A quick overview of Electrolysis and products at Cathode and anode
Electrolyte | Product formed at anode | Product formed at cathode |
Dilute NaCl | Oxygen | Hydrogen |
Dilute CuCl2 | Oxygen | Copper |
Molten PbBr2 | Bromine | Lead |
Concentrated CuSO4 | Oxygen | Copper |
Molten NaCl | Sodium | Chlorine |
Dilute Sulphuric acid | Hydrogen | Oxygen |
Dilute hydrochloric acid | Hydrogen | Oxygen |
Concentrated Hydrochloric acid | Hydrogen | Chlorine |
Molten potassium Bromide | Potassium | Bromine |
Molten Aluminium oxide | Aluminium | Oxygen |
Concentrated NaCl | Chlorine | Hydrogen |
Electrolysis of Dilute aqueous solutions
Example 1
Electrolysis of Dilute aqueous NaCl
Recall the mechanism of electrolysis
We have two basic processes
Migration of ions
In dilute aqueous NaCl
NaCl==Na+ + Cl-
Discharge of ions
At Cathode ( Reduction)
Sodium ion is reduced
Na+ + e-===Na
At Anode
Chloride ion is oxidised
Cl- – e-===Cl
Cl + Cl==Cl2
Example 2
Electrolysis of Dilute aqueous CuSO4
Discharge of ions
Cathode
Copper is reduced
Cu2+ + 2e- ===Cu
Anode
4OH- ==2H2O + O2 + 4e’
Electrolysis of concentrated solutions
Electrolysis of concentrated Sodium Chloride (Brine)
Cathode
Sodium ion is reduced
Na+ +e- ===Na
Anode
Cl- – e-===Cl
Cl + Cl==Cl2
Electrolysis of concentrated Potassium Chloride ( conc.KCl)
Cathode
H+ + e-===H
H + H===H2
Anode
Cl- – e-===Cl
Cl + Cl==Cl2
Electrolysis of molten solutions
In molten solutions, there is competition for discharge because no water present so the constituent ions are discharged.

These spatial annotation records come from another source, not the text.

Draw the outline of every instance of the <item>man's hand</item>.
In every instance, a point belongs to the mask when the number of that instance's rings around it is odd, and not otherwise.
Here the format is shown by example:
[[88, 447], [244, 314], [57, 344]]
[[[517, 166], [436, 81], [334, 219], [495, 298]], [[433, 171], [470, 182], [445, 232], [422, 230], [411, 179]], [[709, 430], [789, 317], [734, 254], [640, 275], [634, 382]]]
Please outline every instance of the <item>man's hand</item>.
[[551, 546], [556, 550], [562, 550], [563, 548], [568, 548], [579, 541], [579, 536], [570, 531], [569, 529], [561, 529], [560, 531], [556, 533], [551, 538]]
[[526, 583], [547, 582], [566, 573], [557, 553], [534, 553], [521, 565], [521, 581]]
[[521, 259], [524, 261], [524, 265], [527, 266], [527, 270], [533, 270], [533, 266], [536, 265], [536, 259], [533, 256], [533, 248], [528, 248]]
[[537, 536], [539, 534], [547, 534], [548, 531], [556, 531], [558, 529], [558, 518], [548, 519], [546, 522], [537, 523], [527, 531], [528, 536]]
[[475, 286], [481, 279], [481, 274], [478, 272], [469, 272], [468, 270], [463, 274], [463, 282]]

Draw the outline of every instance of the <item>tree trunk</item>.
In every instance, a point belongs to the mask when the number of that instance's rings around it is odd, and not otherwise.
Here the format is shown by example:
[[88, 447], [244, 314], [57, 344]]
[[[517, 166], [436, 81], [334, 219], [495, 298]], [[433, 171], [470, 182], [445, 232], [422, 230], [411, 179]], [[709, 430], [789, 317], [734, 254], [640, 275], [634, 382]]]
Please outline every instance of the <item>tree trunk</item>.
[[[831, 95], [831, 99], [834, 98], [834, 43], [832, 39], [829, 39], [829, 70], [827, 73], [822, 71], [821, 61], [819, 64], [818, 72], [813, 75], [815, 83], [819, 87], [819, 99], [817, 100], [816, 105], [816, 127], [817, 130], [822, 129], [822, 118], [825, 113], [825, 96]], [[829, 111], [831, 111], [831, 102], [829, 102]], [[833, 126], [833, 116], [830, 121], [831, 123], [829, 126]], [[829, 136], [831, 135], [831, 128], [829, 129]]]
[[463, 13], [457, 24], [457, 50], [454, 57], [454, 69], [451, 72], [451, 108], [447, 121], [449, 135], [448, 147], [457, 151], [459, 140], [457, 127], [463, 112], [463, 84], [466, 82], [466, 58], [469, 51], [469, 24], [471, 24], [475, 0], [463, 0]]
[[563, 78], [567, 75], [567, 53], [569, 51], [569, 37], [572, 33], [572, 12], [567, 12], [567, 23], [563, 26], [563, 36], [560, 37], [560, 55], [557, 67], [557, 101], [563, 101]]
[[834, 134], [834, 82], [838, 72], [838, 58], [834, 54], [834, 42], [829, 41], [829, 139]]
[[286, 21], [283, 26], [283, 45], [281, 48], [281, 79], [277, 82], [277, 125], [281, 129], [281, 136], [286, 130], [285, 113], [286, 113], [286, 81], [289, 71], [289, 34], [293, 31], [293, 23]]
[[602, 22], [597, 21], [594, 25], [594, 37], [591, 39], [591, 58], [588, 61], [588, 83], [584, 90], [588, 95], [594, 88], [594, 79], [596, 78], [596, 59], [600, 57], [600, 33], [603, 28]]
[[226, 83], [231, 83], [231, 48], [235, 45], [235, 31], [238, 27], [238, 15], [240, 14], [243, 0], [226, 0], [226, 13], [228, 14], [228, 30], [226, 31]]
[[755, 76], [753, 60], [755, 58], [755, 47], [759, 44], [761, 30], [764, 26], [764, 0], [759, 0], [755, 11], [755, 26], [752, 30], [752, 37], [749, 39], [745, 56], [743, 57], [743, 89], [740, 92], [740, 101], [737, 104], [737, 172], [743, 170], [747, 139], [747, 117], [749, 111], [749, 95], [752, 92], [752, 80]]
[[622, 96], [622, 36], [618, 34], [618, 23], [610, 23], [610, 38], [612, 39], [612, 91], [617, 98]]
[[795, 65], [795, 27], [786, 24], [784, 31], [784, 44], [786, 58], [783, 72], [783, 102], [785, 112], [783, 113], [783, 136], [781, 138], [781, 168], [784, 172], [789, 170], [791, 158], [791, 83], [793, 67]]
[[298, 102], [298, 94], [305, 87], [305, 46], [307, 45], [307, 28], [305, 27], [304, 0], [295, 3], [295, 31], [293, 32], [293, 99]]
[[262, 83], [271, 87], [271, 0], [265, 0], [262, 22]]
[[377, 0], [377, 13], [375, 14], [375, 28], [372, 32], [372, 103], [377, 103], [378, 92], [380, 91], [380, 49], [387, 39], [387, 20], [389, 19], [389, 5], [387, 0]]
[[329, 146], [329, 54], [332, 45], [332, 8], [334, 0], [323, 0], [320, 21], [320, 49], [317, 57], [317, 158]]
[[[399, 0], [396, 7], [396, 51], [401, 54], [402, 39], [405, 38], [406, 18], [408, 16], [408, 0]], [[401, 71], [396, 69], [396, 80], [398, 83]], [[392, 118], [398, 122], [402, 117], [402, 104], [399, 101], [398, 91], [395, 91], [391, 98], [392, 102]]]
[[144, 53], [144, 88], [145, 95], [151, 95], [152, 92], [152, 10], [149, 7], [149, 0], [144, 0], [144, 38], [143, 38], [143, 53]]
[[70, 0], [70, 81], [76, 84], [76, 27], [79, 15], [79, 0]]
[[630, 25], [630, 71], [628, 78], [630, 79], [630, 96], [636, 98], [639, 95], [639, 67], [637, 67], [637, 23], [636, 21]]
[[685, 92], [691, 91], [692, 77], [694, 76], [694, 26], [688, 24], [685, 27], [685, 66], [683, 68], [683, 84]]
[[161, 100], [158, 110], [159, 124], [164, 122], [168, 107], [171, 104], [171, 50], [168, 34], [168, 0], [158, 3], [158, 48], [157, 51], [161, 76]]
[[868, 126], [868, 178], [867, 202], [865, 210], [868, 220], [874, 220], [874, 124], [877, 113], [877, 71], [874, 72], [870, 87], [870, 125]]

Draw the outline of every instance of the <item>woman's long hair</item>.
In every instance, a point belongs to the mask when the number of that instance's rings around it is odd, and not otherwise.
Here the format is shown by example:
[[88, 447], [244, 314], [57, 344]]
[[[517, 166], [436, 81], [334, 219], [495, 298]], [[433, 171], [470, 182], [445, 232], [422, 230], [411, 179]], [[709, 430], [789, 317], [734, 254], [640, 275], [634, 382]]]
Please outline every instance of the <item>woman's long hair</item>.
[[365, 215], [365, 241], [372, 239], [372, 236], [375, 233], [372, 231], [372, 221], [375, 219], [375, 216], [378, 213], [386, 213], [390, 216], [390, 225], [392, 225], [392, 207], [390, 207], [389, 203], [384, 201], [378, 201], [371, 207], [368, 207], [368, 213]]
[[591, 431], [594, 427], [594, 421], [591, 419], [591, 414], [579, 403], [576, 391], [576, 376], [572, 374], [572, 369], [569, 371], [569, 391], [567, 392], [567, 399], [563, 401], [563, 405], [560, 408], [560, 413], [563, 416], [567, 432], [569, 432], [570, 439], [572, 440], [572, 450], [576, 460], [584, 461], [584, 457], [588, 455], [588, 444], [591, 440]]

Electrolysis of molten sodium chloride
Cathode
Na÷ + e- ===Na
Anode
Cl- – e-===Cl
Cl + Cl==Cl2
Electrolysis of fused calcium chloride ( CaCl2)
Cathode
Ca2+ + 2e-==Ca
Anode
Cl- – e-===Cl
Cl + Cl==Cl2
Electrolysis of molten Aluminium oxide
Cathode
Al3+ +3e- ===Al
Anode
O-2e-==O2-
O + O==O2
O2===O2 ÷ 4e-
The study of electrochemistry is very important and makes our understanding of electrolysis and preferential discharge very easy.